Nabil Ayouch : Cela fait 18 ans que j'ai posé mes valises au Maroc après avoir grandi en France. J'étais à la fois dans une vie très excitante d'un pays qui m'inspire beaucoup tout autant qu'il peut me choquer parfois ou me bouleverser, et dans l'observation. L'observation essentiellement des autres, des gens qui peuplent le Maroc, des gens très différents qui sont dans des combats individuels qui pour certains se sont transformés en combats collectifs comme on l'a vu au moment du printemps arabe. Jusqu'à présent, dans mes films, j'avais toujours eu envie de m'intéresser aux marginaux, que ce soit Ali Zaoua, Les Chevaux de Dieu ou même Much Loved. Avec Razzia, je voulais me lancer dans quelque chose qui est beaucoup plus un film somme, une somme de toutes ces années que j'ai passées ici, une somme de toutes les personnes que j'ai vues, que j'ai rencontrées et qui constituent une majorité, mais une majorité silencieuse. J'avais envie d'explorer cette majorité silencieuse dans leurs luttes individuelles, avec une période charnière, le début des années 80 qui ouvre le film dans les montagnes et qui est la période d'arabisation de l'enseignement, de l'éducation.

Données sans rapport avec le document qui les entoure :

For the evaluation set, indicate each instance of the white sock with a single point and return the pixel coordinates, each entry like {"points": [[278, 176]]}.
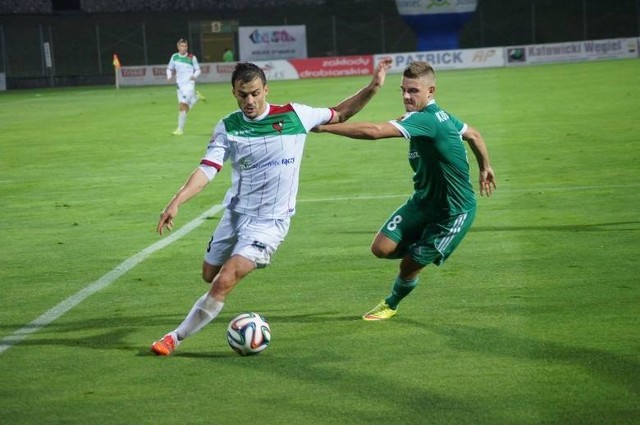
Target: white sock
{"points": [[182, 118], [203, 311]]}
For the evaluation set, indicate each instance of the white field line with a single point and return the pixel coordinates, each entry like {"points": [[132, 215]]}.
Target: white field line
{"points": [[136, 259], [103, 282]]}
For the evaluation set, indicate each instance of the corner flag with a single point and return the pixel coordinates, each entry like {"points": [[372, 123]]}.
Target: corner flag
{"points": [[116, 69]]}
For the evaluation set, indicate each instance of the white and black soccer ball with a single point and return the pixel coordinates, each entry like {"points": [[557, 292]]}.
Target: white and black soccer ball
{"points": [[248, 333]]}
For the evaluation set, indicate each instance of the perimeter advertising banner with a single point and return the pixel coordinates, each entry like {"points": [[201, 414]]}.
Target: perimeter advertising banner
{"points": [[617, 48], [449, 59], [274, 42]]}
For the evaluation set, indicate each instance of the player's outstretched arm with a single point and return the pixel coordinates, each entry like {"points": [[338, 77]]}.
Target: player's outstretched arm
{"points": [[354, 104], [479, 148], [196, 182], [361, 130]]}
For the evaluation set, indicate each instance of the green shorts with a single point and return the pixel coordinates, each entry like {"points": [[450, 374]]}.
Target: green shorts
{"points": [[429, 239]]}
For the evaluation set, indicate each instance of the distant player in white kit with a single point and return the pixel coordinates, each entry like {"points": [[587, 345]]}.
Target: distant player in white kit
{"points": [[264, 144], [186, 69]]}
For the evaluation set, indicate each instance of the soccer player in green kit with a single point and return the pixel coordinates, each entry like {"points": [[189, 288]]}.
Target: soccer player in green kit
{"points": [[435, 219]]}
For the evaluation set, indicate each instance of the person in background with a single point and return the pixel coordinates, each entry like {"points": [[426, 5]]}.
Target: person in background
{"points": [[432, 223], [227, 56], [184, 66], [264, 144]]}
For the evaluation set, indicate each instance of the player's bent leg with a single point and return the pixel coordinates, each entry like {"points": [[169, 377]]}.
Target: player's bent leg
{"points": [[383, 247], [230, 274], [209, 271]]}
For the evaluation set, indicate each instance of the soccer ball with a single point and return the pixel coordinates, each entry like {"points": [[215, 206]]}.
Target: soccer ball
{"points": [[248, 333]]}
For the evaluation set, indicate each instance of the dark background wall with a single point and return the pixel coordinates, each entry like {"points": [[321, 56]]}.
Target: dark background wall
{"points": [[84, 34]]}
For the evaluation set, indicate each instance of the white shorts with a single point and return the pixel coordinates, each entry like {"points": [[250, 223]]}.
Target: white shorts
{"points": [[187, 94], [253, 238]]}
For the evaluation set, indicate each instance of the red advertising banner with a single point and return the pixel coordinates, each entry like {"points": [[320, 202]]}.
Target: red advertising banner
{"points": [[335, 66]]}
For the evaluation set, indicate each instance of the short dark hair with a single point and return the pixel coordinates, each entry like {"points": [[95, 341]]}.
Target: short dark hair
{"points": [[246, 72], [417, 69]]}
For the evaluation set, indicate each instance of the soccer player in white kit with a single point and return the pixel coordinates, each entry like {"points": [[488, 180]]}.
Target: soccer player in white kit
{"points": [[264, 144], [187, 70]]}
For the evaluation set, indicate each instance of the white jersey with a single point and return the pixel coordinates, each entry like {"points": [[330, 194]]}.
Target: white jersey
{"points": [[184, 67], [266, 154]]}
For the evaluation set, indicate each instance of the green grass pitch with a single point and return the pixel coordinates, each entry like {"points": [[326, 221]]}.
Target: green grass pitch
{"points": [[534, 319]]}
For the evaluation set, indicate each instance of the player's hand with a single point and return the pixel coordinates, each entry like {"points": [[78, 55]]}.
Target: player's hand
{"points": [[381, 71], [487, 182], [166, 219]]}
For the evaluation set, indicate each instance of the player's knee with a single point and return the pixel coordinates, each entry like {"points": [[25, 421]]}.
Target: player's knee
{"points": [[379, 251]]}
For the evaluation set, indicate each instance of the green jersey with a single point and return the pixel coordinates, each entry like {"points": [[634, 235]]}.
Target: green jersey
{"points": [[438, 158]]}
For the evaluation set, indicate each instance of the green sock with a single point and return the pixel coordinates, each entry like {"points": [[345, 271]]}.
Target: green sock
{"points": [[401, 288]]}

Le film est relié ensuite à Casablanca en 2015 où sont introduits les quatre autres personnages principaux. Pourquoi ces personnages en particulier ?
C'est ce qui me touche parmi les gens que je rencontre et quelles problématiques me touchent. Ce restaurateur juif qui vit dans le déni et dans un monde idéalisé qui voudrait être coexistant et fraternel. Ce jeune des quartiers populaires de la Médina dont les rêves de devenir une rock star sont entravés par son quartier et même par son père. Cette jeune adolescente qu'on pense avoir tout pour elle et qui ne demande qu'une chose, faire partie de ce Maroc pluriel et divers, mais qui en est complètement coupée et qui est totalement seule. Enfin, cette femme qui est dans une sorte de résistance au quotidien, dans son couple et vis à vis de la société, et qui incarne pour moi toute une génération de femmes qui ne sont pas seulement marocaines ou du monde musulman, mais de bien au-delà, cette femme qui décide de se réapproprier un espace, son espace, qu'il soit public ou privé. Je me suis rendu compte qu'ils me touchaient tous, chacun à leur manière. Je les avais tous rencontrés depuis 18 ans que je vis ici et j'avais tout simplement envie de parler d'eux.

Quelles étaient vos intentions de mise en scène ?
Je voulais une mise en scène assez simple, qui porte avant tout l'émotion de mes personnages car ils sont humains, touchants, émouvants, car ils ont des fragilités qu'il fallait aller chercher le plus loin possible, dans la manière de les filmer, dans la manière de les regarder et de les observer, de les confronter au monde qui les entoure. Cela a été un choix permanent pendant le tournage. Car ce qui n'était pas évident, c'est que je vais les chercher dans une intimité, mais qu'en même temps ils font partie d'un tout. C'est la complexité de ce film : ils sont chacun dans un parcours personnel et en même temps ce parcours personnel est plus vaste et parfois les dépasse, notamment dans la dernière partie du film.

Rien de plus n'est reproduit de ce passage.